You should see how the Kmeans algorithm works . At first, stop words never reach vectorized , so vectorized are completely ignored and have no effect on how document clusters are. Now suppose you have:
sentence_list=["word1", "word2", "word2 word3"]
Let's say you need 2 clusters. In this case, you expect the second and third documents to be in the same cluster, because they have a common word.

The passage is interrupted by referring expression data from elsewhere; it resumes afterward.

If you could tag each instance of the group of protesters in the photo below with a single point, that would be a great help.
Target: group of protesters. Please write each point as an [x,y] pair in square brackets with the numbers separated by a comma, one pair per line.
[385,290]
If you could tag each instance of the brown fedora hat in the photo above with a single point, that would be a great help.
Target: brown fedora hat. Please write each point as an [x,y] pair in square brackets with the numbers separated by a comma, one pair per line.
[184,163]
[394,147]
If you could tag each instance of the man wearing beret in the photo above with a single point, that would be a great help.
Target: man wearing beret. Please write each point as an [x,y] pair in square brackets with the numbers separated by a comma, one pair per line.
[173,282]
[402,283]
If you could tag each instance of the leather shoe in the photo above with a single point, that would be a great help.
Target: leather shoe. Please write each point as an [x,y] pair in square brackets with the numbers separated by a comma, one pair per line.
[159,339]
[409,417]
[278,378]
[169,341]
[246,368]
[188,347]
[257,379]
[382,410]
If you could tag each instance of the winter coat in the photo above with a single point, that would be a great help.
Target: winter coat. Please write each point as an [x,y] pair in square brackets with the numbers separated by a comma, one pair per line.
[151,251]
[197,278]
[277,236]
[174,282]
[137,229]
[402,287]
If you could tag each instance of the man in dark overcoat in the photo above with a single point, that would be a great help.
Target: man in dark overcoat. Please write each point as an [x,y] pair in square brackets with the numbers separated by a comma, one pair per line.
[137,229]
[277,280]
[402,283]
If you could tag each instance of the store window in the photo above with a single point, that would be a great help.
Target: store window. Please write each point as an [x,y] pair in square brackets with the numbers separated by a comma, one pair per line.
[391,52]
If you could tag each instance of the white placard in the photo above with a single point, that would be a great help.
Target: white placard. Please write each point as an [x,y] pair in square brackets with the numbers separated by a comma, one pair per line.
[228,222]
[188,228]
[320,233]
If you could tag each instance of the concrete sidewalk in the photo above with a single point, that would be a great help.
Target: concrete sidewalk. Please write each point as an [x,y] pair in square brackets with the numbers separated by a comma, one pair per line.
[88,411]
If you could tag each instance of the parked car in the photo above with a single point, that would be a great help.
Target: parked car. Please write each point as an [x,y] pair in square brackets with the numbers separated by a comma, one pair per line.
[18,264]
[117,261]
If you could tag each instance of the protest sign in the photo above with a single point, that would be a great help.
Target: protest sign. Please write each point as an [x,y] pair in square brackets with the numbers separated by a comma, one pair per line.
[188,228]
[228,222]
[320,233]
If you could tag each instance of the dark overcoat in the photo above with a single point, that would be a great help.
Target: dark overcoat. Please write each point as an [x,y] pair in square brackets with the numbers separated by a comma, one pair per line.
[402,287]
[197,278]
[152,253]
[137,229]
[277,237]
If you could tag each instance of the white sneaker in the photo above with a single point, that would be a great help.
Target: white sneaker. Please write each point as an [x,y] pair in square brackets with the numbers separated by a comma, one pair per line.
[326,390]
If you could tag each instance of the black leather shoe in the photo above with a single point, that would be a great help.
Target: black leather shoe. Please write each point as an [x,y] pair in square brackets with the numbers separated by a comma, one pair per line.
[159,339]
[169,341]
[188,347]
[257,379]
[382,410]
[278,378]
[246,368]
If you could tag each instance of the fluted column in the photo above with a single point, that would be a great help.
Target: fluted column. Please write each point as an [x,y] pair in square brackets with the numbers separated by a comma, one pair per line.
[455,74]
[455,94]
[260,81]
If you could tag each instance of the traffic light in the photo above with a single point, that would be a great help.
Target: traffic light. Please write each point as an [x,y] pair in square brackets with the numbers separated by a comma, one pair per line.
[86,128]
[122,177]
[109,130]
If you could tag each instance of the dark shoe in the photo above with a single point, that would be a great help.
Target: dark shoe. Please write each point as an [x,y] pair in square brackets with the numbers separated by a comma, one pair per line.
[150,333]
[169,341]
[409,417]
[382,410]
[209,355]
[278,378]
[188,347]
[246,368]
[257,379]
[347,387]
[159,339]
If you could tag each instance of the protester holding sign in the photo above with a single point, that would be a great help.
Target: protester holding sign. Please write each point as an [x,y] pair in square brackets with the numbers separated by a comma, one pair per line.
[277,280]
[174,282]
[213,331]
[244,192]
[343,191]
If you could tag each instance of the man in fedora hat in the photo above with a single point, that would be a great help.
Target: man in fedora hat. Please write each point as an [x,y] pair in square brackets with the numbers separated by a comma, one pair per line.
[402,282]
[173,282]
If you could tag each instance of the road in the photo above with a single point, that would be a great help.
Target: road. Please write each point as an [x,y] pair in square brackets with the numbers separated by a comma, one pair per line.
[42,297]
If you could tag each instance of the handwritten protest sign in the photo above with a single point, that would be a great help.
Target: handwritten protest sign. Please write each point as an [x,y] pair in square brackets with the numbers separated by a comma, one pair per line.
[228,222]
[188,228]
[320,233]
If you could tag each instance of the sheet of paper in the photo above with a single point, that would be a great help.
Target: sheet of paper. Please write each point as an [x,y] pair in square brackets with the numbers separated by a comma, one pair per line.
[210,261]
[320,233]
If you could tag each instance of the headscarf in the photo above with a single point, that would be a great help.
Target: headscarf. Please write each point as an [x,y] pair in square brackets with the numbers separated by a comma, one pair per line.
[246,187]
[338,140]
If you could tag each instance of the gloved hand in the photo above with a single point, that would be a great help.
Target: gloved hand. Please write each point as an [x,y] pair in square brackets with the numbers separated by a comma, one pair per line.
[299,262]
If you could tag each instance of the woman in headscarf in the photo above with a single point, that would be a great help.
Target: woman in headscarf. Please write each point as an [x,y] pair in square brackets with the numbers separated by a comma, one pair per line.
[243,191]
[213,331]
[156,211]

Let's see how this happens.
The numerical representation of vectorized documents looks like this:
word1 word3 word2 1 0.000000 0.000000 # doc 1 0 1.000000 0.000000 # doc 2 0 0.605349 0.795961 # doc 3
At the first Kmeans stage, some centroids are randomly selected from the data, for example, document 1 and document 3 will be the initial centroids:
Centroid 1: [1, 0.000000, 0.000000] Centroid 2: [0, 0.605349, 0.795961]
Now, if you count the distances from each point (document) to each of the two centroids, you will see that:
- document 1 has a distance from 0 to centroid 1, so it refers to centroid 1
- document 3 has a distance from 0 to centroid 2, so it refers to centroid 2
Finally, we calculate the distance between the remaining document 2 and each centroid to find out which one belongs to:
>>> from scipy.spatial.distance import euclidean >>> euclidean([0, 1, 0], [1, 0, 0]) # dist(doc2, centroid1) 1.4142135623730951 >>> euclidean([0, 1, 0], [0, 0.605349, 0.795961]) # dist(doc2, centroid2) 0.8884272507056005
So, the second and second centroids are closer, which means that the second document is assigned to the second centroid.